In my Greyhawk PbP game, we've just recently added the Greyhawk supplement, including the revised elf. I miss the old elf, but I also understand it's sometimes hard for a DM to explain. The way I ran it before, the player had to choose between operating as a fighter or a magic-user at the start of an adventure, and remained as chosen until the next safe point was reached, which is also when I awarded experience. From safe point to safe point they were locked in to their choice, whether it was the next day or several days later when they made it back to town.

My question to those reading this: how would you explain it? Suggest a reason why an elf might be forced to make this choice, and then abide by it until next he found himself safe.

Wine and Wyverns

"But you are a noble lady, an Imperial Knight of Morvalia. What ill reason could you possibly bear me?"

Gren smiled slightly, her eyes dropping. "There are many who believe the wyvern a noble and thoughtful monster, when they see it sit and look skyward after it's mealed on some errant knight.
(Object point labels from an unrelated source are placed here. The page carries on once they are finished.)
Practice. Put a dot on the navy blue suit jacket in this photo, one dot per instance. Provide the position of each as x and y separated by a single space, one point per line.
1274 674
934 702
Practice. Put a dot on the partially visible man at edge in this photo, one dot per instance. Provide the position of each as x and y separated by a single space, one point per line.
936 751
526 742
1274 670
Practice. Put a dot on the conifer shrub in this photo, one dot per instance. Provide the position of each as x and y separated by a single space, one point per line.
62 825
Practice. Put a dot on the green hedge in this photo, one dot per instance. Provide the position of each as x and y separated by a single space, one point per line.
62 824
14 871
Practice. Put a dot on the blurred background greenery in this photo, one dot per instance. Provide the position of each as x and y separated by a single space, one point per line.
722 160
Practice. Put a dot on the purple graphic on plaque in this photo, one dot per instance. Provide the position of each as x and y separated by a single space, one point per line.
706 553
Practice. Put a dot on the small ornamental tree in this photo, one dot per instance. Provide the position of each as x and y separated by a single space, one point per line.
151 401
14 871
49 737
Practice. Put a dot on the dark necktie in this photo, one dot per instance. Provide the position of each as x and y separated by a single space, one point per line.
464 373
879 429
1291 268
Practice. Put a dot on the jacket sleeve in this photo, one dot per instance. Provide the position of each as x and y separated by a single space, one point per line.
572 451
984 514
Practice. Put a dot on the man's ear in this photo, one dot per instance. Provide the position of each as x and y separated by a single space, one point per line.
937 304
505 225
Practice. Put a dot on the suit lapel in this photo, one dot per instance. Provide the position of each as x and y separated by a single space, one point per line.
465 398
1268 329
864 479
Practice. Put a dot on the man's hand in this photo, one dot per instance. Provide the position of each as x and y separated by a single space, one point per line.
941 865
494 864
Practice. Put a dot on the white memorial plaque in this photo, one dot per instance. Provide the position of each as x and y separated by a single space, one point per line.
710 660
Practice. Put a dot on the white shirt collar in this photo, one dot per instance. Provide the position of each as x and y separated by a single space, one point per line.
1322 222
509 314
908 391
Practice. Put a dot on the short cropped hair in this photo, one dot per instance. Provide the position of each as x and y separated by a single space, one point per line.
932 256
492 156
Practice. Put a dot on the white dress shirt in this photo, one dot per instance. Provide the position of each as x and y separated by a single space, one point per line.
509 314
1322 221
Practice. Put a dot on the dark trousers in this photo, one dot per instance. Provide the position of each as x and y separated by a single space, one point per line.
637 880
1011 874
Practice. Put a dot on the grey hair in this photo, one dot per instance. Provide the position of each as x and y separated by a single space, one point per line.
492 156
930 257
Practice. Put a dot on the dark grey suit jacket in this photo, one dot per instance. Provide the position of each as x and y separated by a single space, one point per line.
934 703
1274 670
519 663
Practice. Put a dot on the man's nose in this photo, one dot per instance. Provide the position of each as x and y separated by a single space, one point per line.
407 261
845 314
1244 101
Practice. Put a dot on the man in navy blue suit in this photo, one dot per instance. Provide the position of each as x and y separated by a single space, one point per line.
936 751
Surely it ponders the life such a warrior may have led, if it's hunger he hadn't fed." She rose from the table and quaffed the last of her wine. "In truth, it waits 'til the struggles of the knight have stilled within its gut, so that it might fly more surely."

03 December, 2010

Tekumel 4

You quickly reach out and snatch away the cloth, ready for anything.
I usually won't label rolls, but I think it's interesting to do so this time :)
male/female 45
familiarity 27
helpful/hostile 79
You reveal a man whom part of you dimly recognises. This man was you, one of you still submerged below the surface of consciousness. He is pale, but the backs of his arms and legs are dark with pooled blood. His angry eyes are entirely white.

He (it?) takes a quick step toward you, lashing out with fists!
You strike him with your metal staff before he can get inside your defenses. The sensation as your attacks slam into yielding flesh and bone is disturbing, but reassuring at the same time. He's staggered momentarily, but presses on.
His punches barely connect, and you're able to put some distance between the two of you again.

Will you destroy him if you can?

02 December, 2010

The Evil That Men Don't

In some published game settings, mostly those which are relatively newer, it's been quite popular to say that not all members of the traditionally evil humanoid races are evil. In some cases, a majority are even shown to be quite the opposite. I'm generally of the opinion that such things occur for mostly two reasons. Either the author is desperate to be different, or it's a reflection of Western European apologism.

Be that as it may, I'm curious what the other DMs out there do in their own games. Are all your orcs, goblins and kobolds evil?